The Boyd Gaming Corporation recently lost a bid to have a federal court enjoin a law firm from soliciting clients for a class action. The case is a lesson on how reluctant courts are to stop speech before it’s actually uttered. 

The Cogburn Law Offices (not sure if this guy is the senior partner) posted advertisements on Facebook soliciting clients to join a “putative” class action (“putative” means the case was filed, but not yet certified as a class action) against Boyd Gaming. The lawsuit alleged that Boyd violated the Fair Labor Standards Act when it failed to pay employees for “off the clock” work. The ads announced that the firm was currently representing “employees of Boyd Gaming who are owed overtime for work performed off-the-clock.”

The Cogburn firm also apparently linked its ads to the Boyd Facebook page, which meant that the ads were showing up on Boyd’s Facebook news feed. Boyd contended that the ads were misleading in that they made it appear that a court had already determined Boyd had violated the law (which was not the case) and the link to the Boyd Facebook page made it appear that Boyd was endorsing the law firm ads.   

Boyd asked the court to issue an injunction preventing the Cogburn firm from performing any further “misleading advertising for [the class action].” The court wisely decided not to issue the injunction.

Now the court’s action doesn’t mean that it was approving the advertising. The Nevada Code of Professional Conduct prohibits “false or misleading” advertising by lawyers.  And it’s possible that the ads here violate that rule. But enjoining the ads raises two problems. First, the injunction effectively grants the remedy before a determination whether the ads are in fact misleading.
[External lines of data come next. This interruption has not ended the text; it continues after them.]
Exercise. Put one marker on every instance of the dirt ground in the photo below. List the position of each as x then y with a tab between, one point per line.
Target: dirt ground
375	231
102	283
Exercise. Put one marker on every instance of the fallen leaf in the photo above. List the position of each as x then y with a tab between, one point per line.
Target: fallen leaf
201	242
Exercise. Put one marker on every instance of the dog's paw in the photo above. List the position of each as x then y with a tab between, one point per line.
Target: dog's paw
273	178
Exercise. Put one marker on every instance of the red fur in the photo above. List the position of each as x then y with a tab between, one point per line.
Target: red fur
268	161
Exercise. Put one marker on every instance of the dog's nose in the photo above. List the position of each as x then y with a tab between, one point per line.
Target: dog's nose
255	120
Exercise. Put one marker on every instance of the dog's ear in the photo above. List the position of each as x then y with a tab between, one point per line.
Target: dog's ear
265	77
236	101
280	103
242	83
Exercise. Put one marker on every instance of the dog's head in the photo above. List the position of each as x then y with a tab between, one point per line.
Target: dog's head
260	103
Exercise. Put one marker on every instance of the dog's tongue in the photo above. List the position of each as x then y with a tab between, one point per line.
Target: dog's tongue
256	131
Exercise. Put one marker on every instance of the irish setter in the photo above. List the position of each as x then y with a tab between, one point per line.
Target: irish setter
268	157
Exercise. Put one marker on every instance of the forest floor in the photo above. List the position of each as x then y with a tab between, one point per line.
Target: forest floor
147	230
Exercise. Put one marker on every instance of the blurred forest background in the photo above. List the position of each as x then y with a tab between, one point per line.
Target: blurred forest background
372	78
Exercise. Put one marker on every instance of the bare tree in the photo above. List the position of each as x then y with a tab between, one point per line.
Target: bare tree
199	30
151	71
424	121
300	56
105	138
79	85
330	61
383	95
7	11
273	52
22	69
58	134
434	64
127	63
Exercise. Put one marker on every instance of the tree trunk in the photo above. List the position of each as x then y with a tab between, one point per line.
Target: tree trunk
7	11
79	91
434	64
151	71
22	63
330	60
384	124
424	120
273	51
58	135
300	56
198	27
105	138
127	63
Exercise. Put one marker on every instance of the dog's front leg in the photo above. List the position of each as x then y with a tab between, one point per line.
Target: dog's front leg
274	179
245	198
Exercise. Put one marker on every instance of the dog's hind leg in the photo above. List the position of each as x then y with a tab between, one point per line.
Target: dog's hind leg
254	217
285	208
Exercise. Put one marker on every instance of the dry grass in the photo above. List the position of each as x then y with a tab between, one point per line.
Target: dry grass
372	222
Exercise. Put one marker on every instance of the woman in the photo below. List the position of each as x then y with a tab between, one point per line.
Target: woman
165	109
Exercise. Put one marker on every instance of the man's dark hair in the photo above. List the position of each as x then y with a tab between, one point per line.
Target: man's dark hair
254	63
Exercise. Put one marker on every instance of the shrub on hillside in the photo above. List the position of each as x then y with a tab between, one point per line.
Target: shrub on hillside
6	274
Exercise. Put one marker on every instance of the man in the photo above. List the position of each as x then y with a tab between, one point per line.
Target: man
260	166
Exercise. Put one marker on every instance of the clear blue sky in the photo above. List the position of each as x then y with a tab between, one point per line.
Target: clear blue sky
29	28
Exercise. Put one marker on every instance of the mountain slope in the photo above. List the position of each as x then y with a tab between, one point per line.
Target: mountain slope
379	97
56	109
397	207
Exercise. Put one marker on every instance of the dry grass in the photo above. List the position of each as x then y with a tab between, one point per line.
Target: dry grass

Boyd can press the court for a remedy, but the injunction puts the cart before the horse. 

Second, the injunction didn’t seek to prevent all advertising – which would be an objective standard to enforce. It sought to prevent misleading advertising – a subjective standard. That would require the court to pre-screen the ads and determine in advance if they were misleading. The court wasn’t willing to take on that task.        

So for now, the Cogburn firm can keep advertising. All bets are off.